Although delivering the khutbah was a challenge, preparing for it was even more difficult. My first challenge was picking a topic. Choosing a topic is always tricky because the khutbah should be relevant to the community and at the same time a beneficial reminder to everyone, including the khateeb. After sitting in some of Sh. Abdul Nasir’s tafseer sessions, I decided that my khutbah would be about the importance of The Quran. My second challenge was finding time to prepare. Between time spent in class and on homework, I hardly had time to sit down and do research. But with some help from Sh. Abdul Nasir, I was able to get it done.

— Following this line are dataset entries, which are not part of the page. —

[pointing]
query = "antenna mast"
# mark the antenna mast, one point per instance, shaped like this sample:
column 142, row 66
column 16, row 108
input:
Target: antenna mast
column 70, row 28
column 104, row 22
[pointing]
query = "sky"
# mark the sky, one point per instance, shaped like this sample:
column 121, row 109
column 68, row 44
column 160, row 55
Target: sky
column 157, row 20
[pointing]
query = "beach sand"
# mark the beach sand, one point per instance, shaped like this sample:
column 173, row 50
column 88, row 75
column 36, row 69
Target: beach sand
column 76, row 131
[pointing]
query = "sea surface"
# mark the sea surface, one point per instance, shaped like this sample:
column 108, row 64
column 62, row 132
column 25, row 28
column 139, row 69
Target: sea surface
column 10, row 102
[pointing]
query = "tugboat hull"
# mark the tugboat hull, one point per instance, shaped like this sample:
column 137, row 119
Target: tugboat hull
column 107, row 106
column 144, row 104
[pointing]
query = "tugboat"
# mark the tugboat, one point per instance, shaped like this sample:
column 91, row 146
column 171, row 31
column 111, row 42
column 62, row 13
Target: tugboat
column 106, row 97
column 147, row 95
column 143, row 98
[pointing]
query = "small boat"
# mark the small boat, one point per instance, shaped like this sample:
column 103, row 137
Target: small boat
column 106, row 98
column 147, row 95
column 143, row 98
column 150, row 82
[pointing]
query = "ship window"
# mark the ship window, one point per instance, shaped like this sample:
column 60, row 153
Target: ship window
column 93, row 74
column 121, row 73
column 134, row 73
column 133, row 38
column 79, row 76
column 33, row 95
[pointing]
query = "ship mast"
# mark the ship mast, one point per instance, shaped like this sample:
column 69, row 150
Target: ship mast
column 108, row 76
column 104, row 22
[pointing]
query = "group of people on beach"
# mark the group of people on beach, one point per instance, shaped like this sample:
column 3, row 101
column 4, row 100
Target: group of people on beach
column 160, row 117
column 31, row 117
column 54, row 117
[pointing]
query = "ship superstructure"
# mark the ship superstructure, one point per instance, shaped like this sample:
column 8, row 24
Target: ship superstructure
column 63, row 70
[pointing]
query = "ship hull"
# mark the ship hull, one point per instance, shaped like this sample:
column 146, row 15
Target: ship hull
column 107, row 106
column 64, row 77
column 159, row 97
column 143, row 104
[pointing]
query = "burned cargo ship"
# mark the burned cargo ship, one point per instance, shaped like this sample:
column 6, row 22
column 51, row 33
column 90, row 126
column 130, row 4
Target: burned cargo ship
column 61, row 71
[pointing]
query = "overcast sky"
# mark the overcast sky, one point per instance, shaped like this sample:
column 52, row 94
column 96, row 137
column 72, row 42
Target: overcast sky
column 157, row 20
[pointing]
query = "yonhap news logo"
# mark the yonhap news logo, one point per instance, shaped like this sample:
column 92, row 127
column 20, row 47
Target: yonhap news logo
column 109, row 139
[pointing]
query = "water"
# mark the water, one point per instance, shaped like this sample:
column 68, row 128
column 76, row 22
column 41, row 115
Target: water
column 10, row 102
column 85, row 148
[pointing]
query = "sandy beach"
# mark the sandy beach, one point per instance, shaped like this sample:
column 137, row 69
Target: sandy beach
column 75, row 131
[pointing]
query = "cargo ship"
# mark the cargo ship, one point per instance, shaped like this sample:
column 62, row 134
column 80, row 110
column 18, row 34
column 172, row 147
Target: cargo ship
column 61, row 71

Before I knew it, the week was over, and it was time to give the khutbah. SubhanAllah, I never realized how accustomed I had grown to my community back home until the khutbah began. Everything was different: the faces in the masjid, the placement of the clock, the microphone, the podium, and so much more. But to top it all off, literally as I’m walking to the front of the masjid to begin my khutbah, I’m requested to do an impromptu fundraiser at the end of my khutbah for the masjid’s new building. Alhamdulillah, I was able to squeeze in a few words of encouragement on donation at the end, but at that moment I realized why Sh Abdul Nasir is pushing us to work with the community.
Giving khutbah in a new community was an unforgettable learning experience. However as a student of knowledge I learned that just as the Quran was revealed over a span of 23 years, gaining knowledge of Islam and The Quran will also take time, effort, and consistency.

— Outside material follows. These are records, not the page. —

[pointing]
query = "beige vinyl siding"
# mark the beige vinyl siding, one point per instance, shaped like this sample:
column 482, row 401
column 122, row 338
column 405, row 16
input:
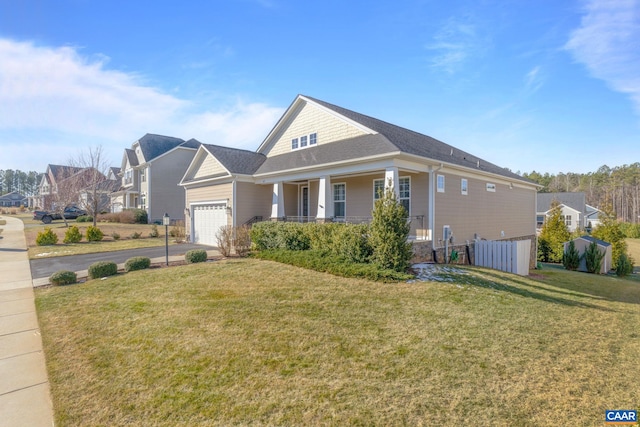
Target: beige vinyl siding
column 252, row 200
column 165, row 194
column 482, row 212
column 308, row 119
column 209, row 167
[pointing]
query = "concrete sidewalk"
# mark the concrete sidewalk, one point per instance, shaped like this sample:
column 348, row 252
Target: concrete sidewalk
column 24, row 386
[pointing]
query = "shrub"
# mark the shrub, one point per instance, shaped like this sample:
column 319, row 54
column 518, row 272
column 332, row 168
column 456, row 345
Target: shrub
column 280, row 235
column 224, row 238
column 102, row 269
column 330, row 263
column 94, row 234
column 137, row 263
column 63, row 277
column 553, row 235
column 593, row 258
column 242, row 241
column 195, row 255
column 46, row 237
column 389, row 233
column 624, row 266
column 72, row 235
column 571, row 257
column 124, row 217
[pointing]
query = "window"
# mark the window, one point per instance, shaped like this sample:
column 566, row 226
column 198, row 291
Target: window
column 128, row 177
column 440, row 183
column 304, row 141
column 339, row 200
column 378, row 189
column 405, row 193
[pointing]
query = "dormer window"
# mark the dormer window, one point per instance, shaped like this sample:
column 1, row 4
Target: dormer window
column 304, row 141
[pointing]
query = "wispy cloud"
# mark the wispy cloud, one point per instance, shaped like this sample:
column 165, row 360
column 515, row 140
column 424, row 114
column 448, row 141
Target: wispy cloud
column 57, row 97
column 607, row 42
column 457, row 41
column 533, row 80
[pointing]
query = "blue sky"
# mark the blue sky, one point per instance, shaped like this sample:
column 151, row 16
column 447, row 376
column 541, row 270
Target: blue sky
column 551, row 86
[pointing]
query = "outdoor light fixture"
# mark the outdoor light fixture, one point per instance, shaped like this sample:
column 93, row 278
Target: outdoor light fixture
column 166, row 221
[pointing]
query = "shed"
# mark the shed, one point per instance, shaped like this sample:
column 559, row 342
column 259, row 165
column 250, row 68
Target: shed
column 583, row 242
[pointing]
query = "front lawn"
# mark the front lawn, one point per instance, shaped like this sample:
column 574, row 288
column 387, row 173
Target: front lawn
column 245, row 341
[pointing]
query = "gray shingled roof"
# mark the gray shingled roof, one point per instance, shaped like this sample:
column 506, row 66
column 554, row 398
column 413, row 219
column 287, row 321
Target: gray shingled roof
column 131, row 156
column 153, row 146
column 575, row 201
column 235, row 160
column 408, row 141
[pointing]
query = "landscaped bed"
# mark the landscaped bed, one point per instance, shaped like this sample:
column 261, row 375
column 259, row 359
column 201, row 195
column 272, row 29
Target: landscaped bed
column 246, row 341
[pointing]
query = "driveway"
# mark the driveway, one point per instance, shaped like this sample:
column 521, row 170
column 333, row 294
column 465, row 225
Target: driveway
column 45, row 267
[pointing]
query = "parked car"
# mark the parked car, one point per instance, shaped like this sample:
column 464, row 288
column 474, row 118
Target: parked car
column 70, row 212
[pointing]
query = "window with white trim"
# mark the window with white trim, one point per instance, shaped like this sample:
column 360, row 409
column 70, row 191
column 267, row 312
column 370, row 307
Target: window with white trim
column 304, row 141
column 440, row 183
column 339, row 200
column 404, row 194
column 404, row 191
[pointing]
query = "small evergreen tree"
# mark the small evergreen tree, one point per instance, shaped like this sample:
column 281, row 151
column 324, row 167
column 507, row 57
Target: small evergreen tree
column 593, row 258
column 609, row 230
column 552, row 236
column 624, row 266
column 571, row 257
column 390, row 232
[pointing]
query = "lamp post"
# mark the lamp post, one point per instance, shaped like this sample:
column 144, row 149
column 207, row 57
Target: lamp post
column 166, row 221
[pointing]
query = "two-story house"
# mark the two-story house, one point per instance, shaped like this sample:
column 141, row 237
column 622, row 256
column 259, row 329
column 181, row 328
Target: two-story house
column 322, row 162
column 576, row 213
column 150, row 172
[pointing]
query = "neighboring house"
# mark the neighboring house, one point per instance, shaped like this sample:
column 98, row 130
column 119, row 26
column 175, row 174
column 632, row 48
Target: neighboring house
column 103, row 190
column 575, row 211
column 51, row 179
column 582, row 243
column 325, row 163
column 150, row 173
column 13, row 200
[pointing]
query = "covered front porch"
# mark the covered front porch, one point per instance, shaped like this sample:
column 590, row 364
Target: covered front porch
column 350, row 198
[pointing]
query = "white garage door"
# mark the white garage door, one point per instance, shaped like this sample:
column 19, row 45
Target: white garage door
column 207, row 220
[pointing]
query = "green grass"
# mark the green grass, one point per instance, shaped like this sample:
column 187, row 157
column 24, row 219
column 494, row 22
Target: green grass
column 242, row 342
column 61, row 249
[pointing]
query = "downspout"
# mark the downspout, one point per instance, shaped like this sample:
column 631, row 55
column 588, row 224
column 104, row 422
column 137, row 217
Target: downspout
column 432, row 207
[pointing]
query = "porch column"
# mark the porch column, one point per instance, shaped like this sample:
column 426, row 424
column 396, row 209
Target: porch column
column 325, row 199
column 391, row 175
column 277, row 201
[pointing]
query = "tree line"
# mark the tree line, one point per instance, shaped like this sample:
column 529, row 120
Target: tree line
column 617, row 188
column 26, row 183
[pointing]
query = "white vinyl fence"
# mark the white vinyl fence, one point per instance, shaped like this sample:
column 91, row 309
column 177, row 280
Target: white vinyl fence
column 512, row 257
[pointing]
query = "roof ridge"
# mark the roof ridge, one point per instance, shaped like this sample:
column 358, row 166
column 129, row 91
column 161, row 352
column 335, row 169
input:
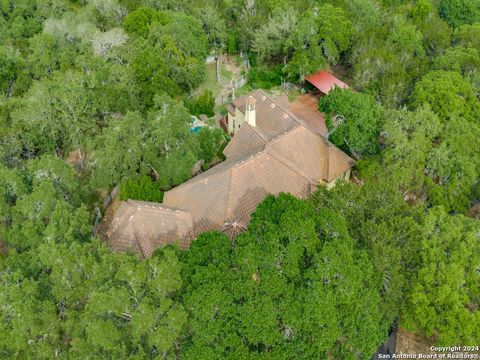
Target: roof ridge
column 286, row 111
column 291, row 166
column 257, row 131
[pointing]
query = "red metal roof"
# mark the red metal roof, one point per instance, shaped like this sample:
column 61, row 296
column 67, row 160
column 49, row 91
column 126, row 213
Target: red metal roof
column 324, row 81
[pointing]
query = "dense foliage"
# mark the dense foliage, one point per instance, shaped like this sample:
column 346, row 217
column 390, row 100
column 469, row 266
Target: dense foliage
column 99, row 93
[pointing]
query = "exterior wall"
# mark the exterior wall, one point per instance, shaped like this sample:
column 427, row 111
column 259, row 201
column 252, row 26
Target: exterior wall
column 235, row 121
column 345, row 176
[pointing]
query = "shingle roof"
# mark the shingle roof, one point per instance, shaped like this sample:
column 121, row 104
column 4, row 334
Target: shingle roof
column 324, row 81
column 271, row 118
column 232, row 190
column 141, row 227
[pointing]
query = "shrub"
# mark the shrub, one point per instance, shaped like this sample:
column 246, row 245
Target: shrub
column 204, row 104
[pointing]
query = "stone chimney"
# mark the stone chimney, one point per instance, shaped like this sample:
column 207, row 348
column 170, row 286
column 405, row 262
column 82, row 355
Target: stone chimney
column 250, row 111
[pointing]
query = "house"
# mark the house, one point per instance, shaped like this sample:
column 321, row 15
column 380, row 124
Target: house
column 323, row 82
column 272, row 151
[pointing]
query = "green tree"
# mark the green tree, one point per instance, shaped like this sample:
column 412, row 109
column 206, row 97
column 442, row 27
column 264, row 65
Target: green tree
column 291, row 286
column 142, row 188
column 468, row 36
column 353, row 121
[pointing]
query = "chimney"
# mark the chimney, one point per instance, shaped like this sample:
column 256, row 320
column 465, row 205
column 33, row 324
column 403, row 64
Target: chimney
column 250, row 111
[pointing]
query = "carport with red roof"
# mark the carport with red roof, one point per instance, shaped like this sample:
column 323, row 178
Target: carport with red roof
column 323, row 81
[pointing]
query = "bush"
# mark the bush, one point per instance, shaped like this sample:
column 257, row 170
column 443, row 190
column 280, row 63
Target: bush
column 142, row 188
column 204, row 104
column 263, row 77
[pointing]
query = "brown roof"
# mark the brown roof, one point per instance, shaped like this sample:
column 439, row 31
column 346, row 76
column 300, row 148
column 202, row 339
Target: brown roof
column 271, row 119
column 280, row 154
column 231, row 190
column 324, row 81
column 141, row 227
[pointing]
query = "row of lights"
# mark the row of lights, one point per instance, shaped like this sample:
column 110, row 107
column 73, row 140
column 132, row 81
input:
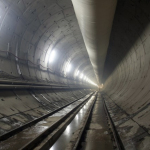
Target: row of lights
column 51, row 57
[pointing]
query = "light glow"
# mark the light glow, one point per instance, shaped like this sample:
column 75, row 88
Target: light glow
column 77, row 73
column 81, row 76
column 52, row 56
column 69, row 67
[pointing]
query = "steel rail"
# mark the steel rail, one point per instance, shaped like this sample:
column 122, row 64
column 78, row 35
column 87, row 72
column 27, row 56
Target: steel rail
column 116, row 136
column 33, row 143
column 19, row 129
column 89, row 112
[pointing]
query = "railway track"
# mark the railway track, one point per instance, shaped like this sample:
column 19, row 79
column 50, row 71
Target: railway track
column 32, row 136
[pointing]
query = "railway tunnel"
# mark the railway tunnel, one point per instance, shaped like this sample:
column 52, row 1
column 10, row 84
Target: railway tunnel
column 74, row 74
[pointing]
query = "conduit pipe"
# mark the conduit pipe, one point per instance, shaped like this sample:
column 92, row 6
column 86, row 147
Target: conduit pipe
column 95, row 19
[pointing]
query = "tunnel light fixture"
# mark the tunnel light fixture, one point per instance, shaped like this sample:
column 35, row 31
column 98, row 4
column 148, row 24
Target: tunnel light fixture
column 81, row 76
column 52, row 56
column 77, row 73
column 69, row 67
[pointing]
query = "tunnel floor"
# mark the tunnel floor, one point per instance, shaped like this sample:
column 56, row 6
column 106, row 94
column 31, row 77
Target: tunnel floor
column 97, row 135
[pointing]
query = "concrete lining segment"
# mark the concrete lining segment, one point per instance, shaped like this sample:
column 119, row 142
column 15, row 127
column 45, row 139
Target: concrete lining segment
column 95, row 19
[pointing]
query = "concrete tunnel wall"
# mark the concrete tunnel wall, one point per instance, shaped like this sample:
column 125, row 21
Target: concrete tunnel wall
column 29, row 31
column 127, row 73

As Sheikh ANJ announced the end of class, we closed our books and began packing away our belongings. However, as the boys trickled out of class, the girls remained eagerly sitting in their seats. At last, with the boys gone and Sheikh Abdul Nasir sitting right in front of us, we were able to start our new weekly activity we called “Girl Day.”
The idea behind Girl Day began when Sheikh Abdul Nasir addressed the concerns of us girls regarding disadvantages we must endure simply due to the fact that we are girls. For instance, boys and girls alike go to lectures and sit in halls where they are given equal treatment (or at least most of the time). Then, after the lecture, the boys go and hang out with the speaker where they are given more time to talk to him, ask more questions, and perhaps even discuss personal issues. Meanwhile, the girls have been taken out of the picture.

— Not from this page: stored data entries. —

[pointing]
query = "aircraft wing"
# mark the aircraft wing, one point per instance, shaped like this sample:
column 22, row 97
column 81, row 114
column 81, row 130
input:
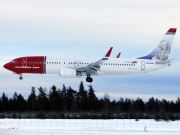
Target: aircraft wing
column 164, row 61
column 93, row 68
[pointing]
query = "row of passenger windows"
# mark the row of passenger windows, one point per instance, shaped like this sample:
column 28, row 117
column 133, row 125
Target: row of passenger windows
column 117, row 64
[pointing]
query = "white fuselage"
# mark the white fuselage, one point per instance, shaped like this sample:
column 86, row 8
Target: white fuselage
column 112, row 66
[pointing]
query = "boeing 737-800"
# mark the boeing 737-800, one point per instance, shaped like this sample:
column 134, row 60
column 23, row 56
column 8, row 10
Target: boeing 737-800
column 155, row 59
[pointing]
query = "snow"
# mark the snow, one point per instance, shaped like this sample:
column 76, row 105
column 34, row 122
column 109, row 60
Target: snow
column 87, row 127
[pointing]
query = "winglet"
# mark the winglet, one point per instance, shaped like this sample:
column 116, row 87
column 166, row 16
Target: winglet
column 119, row 54
column 109, row 52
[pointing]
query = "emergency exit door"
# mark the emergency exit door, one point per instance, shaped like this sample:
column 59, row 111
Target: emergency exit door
column 142, row 65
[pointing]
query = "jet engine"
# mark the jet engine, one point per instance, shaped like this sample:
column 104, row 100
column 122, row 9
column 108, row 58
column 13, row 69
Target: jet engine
column 68, row 72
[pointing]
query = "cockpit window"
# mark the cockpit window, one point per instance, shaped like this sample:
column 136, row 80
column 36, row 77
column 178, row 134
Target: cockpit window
column 13, row 61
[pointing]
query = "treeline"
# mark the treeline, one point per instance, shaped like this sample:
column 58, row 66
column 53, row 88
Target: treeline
column 72, row 101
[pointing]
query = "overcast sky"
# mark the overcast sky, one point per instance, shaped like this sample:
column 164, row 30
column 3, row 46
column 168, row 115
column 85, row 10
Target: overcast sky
column 89, row 28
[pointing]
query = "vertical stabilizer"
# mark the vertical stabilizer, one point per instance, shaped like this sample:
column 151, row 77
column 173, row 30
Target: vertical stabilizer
column 163, row 49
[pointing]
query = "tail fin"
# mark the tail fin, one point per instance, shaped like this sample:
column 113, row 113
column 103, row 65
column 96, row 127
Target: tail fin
column 162, row 50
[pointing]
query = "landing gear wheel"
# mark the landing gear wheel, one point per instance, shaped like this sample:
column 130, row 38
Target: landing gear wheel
column 20, row 78
column 89, row 79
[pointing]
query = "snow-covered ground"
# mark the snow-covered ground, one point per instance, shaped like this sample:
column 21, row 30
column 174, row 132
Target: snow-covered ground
column 87, row 127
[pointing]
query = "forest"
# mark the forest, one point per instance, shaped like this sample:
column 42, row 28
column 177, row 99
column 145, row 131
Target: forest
column 69, row 103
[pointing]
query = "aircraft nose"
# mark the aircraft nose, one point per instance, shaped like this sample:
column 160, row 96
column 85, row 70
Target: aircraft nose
column 6, row 66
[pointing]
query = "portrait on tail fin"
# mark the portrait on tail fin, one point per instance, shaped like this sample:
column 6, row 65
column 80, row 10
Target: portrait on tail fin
column 164, row 51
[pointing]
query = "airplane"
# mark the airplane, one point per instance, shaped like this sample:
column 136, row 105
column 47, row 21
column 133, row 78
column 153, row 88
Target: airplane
column 118, row 56
column 156, row 58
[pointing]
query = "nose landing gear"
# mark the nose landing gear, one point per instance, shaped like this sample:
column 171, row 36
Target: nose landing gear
column 89, row 79
column 20, row 78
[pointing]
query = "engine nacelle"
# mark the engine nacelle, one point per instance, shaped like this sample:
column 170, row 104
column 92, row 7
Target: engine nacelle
column 67, row 72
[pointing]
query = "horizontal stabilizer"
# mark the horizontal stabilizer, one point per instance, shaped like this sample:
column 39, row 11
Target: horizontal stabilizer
column 164, row 61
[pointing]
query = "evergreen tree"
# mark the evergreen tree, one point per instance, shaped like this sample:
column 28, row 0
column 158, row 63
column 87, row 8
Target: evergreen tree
column 54, row 99
column 92, row 100
column 71, row 99
column 32, row 100
column 21, row 103
column 82, row 97
column 4, row 103
column 64, row 97
column 42, row 99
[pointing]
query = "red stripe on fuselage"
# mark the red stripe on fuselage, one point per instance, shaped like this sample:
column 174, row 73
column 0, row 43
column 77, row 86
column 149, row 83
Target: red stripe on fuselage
column 30, row 64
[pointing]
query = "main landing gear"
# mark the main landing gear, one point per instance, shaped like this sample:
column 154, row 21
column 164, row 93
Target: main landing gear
column 20, row 78
column 89, row 79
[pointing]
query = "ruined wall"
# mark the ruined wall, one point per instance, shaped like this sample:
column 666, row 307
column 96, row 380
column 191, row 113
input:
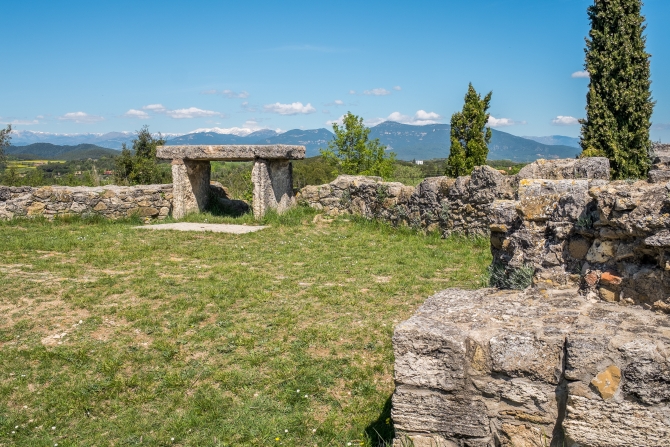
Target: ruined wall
column 114, row 202
column 437, row 204
column 537, row 368
column 583, row 358
column 611, row 238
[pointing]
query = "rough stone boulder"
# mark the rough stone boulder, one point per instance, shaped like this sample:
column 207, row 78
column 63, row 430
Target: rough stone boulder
column 660, row 168
column 593, row 168
column 532, row 369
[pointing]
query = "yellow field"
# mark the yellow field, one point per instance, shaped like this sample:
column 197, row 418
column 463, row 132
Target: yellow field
column 24, row 165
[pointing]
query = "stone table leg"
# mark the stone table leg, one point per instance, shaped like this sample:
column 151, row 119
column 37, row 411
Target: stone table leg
column 190, row 185
column 273, row 186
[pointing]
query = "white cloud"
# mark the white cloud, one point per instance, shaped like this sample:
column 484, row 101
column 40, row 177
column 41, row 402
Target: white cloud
column 565, row 121
column 158, row 108
column 247, row 128
column 231, row 94
column 19, row 122
column 339, row 121
column 80, row 117
column 295, row 108
column 503, row 122
column 132, row 113
column 420, row 118
column 377, row 92
column 227, row 93
column 248, row 108
column 191, row 112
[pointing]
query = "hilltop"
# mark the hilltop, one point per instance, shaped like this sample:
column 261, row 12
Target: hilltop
column 48, row 151
column 408, row 142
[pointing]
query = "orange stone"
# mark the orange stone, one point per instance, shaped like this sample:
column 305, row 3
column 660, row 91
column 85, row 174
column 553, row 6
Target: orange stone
column 610, row 278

The matter was brought to Sheikh ANJ’s attention, and as a result, we were given Girl Day. It was a way to compensate for all those instances when the boys would have exclusive time with him; now we had exclusive time with him as well. One day a week, we stay after school where we can ask him anything we want. Moreover, because it is girls only, we also feel comfortable asking girl-specific questions which we normally wouldn’t ask in front of the whole class. Alhamdulillah, we had our first Girl Day this past week and I believe it was a great success and a huge step towards accommodating and addressing our concerns.